Ben Terrett, of Noisy Decent Graphics, published an insightful post showing the power designers wield in shaping our perceptions of the world. This isn’t England. Is it?
About two years ago I was looking at a map of the world and noticed that Britain seemed disproportionately large.
My companion remarked that this was because in days of yore whoever was drawing the map always made their country look bigger and more important. This nugget of information sticks in the brain.
James Chartrand, of Men with Pens, provokes interesting discussion for those in self-employment, when asking should you turn off your telephone?
Do you question the integrity of Bill Gates because you can’t talk to him? No. Do you view Charles Denson as a suspicious character because he won’t call you? No, of course not. These executives and their distance from interaction are normal.
And yet, we expect everyone else – the regular, average joe people or the common businessman – to be at our beck and call and to respond to every form of communication that we choose to be the right one.
Image copyright: ijsendoom
DT, of Design Sojourn, recommends 30 essential books for industrial designers. Some excellent choices amongst many I’ve not seen before.
I have divided the books into 3 categories… Thinking, Process and Designer Skills.
Ben Yoskovitz, of Instigator Blog, offers some insight into the copycat benefit of startups.
Startups are launching faster than ever and require less capital than they used to — at least in the Web 2.0 world — and that means more opportunity for first movers, but even more opportunity for fast followers. And I think we’ll look at the next 5 years or so in the Web 2.0 world as the “me too” years.
Steven, of Vandelay Design, provides a great overview of what you can accomplish with Effective Use of Blog Sidebars.
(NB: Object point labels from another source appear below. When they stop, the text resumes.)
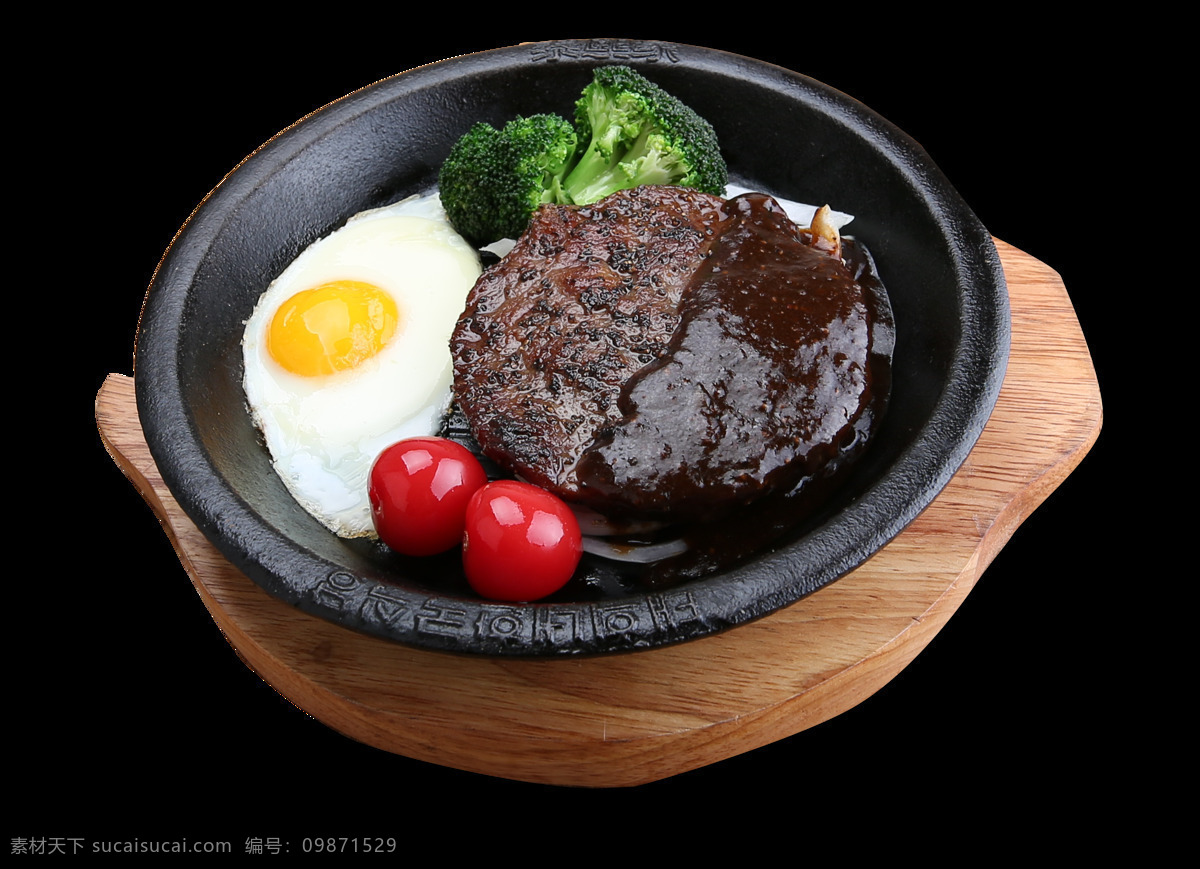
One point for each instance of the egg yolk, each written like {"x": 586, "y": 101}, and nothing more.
{"x": 331, "y": 328}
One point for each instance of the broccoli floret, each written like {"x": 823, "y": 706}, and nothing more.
{"x": 628, "y": 132}
{"x": 637, "y": 133}
{"x": 493, "y": 179}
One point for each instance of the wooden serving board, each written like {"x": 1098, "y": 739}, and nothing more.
{"x": 635, "y": 718}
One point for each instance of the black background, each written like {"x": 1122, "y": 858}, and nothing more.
{"x": 137, "y": 719}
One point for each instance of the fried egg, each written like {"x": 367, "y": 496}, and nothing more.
{"x": 348, "y": 351}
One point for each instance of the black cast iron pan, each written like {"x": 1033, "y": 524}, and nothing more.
{"x": 779, "y": 131}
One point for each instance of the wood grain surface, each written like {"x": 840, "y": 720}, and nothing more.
{"x": 637, "y": 718}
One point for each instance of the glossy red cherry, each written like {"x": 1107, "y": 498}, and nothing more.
{"x": 419, "y": 492}
{"x": 521, "y": 543}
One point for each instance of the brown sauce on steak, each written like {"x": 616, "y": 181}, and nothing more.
{"x": 665, "y": 354}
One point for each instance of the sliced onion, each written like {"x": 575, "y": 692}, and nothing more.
{"x": 636, "y": 553}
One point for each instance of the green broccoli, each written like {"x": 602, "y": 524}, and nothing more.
{"x": 637, "y": 133}
{"x": 493, "y": 179}
{"x": 628, "y": 132}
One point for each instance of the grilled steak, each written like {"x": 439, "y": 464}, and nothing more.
{"x": 665, "y": 353}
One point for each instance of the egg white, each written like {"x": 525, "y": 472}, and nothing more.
{"x": 324, "y": 432}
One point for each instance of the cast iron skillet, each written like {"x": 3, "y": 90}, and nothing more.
{"x": 387, "y": 142}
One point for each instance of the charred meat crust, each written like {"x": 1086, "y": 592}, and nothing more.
{"x": 665, "y": 353}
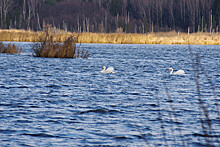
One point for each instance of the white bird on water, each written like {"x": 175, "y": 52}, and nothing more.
{"x": 108, "y": 70}
{"x": 179, "y": 72}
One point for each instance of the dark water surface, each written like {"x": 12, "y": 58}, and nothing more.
{"x": 68, "y": 102}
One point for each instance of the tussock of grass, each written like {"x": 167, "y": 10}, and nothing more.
{"x": 48, "y": 47}
{"x": 9, "y": 49}
{"x": 117, "y": 38}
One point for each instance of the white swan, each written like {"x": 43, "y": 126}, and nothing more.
{"x": 108, "y": 70}
{"x": 179, "y": 72}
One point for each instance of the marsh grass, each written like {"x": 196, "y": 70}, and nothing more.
{"x": 49, "y": 47}
{"x": 9, "y": 49}
{"x": 116, "y": 38}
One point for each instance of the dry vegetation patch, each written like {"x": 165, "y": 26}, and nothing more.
{"x": 9, "y": 49}
{"x": 49, "y": 47}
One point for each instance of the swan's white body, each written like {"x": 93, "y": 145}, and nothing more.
{"x": 179, "y": 72}
{"x": 108, "y": 70}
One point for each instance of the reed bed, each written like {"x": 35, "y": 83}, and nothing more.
{"x": 49, "y": 46}
{"x": 9, "y": 49}
{"x": 117, "y": 38}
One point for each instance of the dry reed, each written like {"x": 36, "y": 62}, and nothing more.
{"x": 49, "y": 47}
{"x": 9, "y": 49}
{"x": 117, "y": 38}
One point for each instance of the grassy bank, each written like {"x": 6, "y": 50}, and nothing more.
{"x": 117, "y": 38}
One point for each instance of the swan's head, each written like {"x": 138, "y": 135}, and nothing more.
{"x": 170, "y": 69}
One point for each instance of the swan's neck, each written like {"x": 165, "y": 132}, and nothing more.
{"x": 103, "y": 69}
{"x": 171, "y": 71}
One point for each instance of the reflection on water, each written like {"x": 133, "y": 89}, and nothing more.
{"x": 68, "y": 102}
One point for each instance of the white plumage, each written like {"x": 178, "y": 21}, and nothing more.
{"x": 179, "y": 72}
{"x": 108, "y": 70}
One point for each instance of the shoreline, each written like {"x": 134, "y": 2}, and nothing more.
{"x": 116, "y": 38}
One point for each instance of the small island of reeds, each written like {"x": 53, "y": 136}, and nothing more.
{"x": 200, "y": 38}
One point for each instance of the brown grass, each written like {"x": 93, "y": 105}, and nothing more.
{"x": 49, "y": 47}
{"x": 9, "y": 49}
{"x": 117, "y": 38}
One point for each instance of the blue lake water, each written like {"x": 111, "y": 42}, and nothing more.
{"x": 68, "y": 102}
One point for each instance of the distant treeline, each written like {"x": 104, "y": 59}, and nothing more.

While sidebars aren’t the primary focal point of blogs, they still have an important role in usability and appearance. A well-designed sidebar can make it easier for visitors to find what they like, which will keep them at your site longer and improve your overall effectiveness. On the other hand, a poor sidebar can lead to lost and frustrated visitors.
The good people at We Made This have displayed the new Beijing Olympic pictograms.
Min Wang’s team have been working on identity guidelines, pictograms (above), medals, the way-finding systems, the core graphic, the look for the torch relay, and the overall look of the games. Not a bad gig if you can get it.
The pictograms use strokes of seal characters as their inspiration – they’re kind of bonkers aren’t they?
Finally, my little graphic design blog has breached the 5,000 RSS subscriber mark! I think it’s important to celebrate your blog milestones, and this is certainly one of them. Thanks very much to every one of you who continue to read my blog posts. Even if you don’t comment (though please do say hi) I appreciate your visits.